Designing an agent runtime that lives inside the messenger

In one line, vooy is an AI agent that runs inside the messenger your team already uses. "Don't make people install a new app" isn't a marketing slogan — it's the constraint that split every runtime decision down the middle. This post starts from that constraint and walks through the shape our agent runtime ended up with.

Why the messenger

Most agent products ship their own chat UI. It's clean, but it asks users to adopt yet another tab they might open once a day. We went the other way: drop the agent into the window that's already open all day — Slack, KakaoWork, the messenger.

That choice forces two constraints onto the runtime.
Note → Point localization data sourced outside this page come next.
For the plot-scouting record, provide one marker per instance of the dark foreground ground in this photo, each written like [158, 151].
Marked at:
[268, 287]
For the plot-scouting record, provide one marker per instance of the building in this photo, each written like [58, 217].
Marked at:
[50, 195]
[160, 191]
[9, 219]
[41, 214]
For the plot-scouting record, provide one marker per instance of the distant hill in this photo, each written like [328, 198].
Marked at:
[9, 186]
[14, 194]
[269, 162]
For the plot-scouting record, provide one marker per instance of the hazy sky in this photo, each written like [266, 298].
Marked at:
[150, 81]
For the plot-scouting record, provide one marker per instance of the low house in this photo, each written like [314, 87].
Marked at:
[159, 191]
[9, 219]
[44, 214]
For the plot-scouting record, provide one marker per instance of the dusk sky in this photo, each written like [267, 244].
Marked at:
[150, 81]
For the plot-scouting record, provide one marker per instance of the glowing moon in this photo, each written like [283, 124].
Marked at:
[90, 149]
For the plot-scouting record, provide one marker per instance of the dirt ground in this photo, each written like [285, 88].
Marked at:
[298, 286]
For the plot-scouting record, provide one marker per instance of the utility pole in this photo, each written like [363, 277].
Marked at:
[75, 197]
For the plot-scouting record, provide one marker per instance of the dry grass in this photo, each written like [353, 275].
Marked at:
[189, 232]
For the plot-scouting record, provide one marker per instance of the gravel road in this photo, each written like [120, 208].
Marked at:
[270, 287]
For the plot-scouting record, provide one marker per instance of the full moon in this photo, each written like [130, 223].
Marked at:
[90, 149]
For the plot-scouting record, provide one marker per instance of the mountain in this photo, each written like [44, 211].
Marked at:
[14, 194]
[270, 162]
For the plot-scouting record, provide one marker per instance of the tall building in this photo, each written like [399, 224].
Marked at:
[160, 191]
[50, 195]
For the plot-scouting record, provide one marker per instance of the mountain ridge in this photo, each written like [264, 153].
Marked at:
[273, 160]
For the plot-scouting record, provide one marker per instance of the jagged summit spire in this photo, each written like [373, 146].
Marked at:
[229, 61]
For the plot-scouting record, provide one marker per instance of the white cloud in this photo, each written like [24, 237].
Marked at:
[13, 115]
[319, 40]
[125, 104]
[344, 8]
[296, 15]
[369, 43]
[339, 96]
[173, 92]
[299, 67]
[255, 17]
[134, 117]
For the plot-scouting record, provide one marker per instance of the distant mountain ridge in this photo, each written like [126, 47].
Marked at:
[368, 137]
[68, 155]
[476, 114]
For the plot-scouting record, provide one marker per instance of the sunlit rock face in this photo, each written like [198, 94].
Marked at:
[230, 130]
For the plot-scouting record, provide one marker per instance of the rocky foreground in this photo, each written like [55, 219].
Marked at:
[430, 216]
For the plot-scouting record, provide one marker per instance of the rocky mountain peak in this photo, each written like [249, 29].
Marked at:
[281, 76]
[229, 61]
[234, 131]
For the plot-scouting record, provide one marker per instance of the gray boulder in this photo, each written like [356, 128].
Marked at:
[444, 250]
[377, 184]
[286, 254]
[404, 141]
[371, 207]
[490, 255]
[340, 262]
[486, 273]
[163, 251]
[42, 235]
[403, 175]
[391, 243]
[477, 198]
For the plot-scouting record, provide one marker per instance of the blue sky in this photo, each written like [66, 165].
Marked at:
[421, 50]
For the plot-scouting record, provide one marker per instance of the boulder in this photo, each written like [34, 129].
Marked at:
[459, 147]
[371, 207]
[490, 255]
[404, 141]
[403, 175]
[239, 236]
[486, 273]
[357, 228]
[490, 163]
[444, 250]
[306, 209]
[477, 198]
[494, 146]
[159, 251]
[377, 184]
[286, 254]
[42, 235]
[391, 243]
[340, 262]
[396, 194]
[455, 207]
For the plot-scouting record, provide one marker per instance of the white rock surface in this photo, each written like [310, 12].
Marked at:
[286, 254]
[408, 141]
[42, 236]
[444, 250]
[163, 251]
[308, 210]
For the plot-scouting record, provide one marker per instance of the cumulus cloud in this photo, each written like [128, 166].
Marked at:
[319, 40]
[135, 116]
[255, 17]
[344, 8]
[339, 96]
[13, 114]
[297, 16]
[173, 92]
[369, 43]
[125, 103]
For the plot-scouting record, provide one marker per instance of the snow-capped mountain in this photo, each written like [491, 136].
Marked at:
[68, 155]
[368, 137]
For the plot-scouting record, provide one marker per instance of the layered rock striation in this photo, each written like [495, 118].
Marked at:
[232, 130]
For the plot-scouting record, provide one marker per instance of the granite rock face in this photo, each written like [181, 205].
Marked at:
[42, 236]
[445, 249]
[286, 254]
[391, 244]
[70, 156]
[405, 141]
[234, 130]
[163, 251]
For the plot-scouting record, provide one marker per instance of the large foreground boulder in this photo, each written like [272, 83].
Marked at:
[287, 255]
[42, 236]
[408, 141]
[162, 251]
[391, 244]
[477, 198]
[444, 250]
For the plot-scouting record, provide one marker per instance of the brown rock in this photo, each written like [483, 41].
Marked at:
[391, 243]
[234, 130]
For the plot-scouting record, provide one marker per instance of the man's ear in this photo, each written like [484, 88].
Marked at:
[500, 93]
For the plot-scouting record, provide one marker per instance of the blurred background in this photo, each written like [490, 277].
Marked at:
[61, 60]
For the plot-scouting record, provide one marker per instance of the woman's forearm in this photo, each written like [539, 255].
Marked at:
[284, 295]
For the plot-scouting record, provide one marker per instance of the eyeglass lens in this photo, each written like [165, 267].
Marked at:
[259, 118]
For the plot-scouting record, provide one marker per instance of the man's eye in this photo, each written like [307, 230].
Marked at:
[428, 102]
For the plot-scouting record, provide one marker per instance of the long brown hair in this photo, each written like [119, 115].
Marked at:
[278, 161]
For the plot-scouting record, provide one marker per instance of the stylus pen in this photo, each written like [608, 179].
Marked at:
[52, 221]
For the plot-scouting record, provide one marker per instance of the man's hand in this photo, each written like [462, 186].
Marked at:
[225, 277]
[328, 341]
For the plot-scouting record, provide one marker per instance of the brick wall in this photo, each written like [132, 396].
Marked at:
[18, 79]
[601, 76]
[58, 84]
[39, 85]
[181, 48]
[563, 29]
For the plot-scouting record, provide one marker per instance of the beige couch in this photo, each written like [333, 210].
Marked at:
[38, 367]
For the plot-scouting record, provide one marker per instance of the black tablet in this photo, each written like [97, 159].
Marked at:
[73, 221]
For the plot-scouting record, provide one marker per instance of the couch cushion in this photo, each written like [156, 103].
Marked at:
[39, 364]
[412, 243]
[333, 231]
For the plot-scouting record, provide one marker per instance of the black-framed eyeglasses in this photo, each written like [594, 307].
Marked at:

Sessions live long. A conversation can span days. We're not dealing with stateless request/response functions; we're dealing with long-lived sessions.
Responses must not stall. Messenger users are trained on "typing…". If you don't stream tokens the instant they're generated, the bot looks dead.

One cycle of the runtime

The heart of the runtime is a plain loop. A message arrives, we gather context, call the model, run tools, feed the results back. Repeat until there are no more tool calls.

runtime/loop.ts

async function runTurn(session: Session, input: UserMessage) {
  const ctx = await buildContext(session, input);
 
  for (let step = 0; step < MAX_STEPS; step++) {
    const response = await model.stream(ctx, { tools: session.tools });
 
    // Stream tokens to the messenger the moment they're produced.
    for await (const chunk of response.text) {
      session.transport.push(chunk);
    }
 
    if (response.toolCalls.length === 0) {
      return session.transport.commit();
    }
 
    const results = await executeTools(response.toolCalls, session);
    ctx.append(response.assistant, results);
  }
}

Sessions and context

A session is the blob of state tied to one conversation channel: who's in it, which connectors it's authenticated against, what was said recently. We map each session to a single Durable Object — one channel = one object = one serialized executor. Half of all concurrency bugs come from "two turns hit the same conversation at once," and this mapping makes that class of bug structurally impossible.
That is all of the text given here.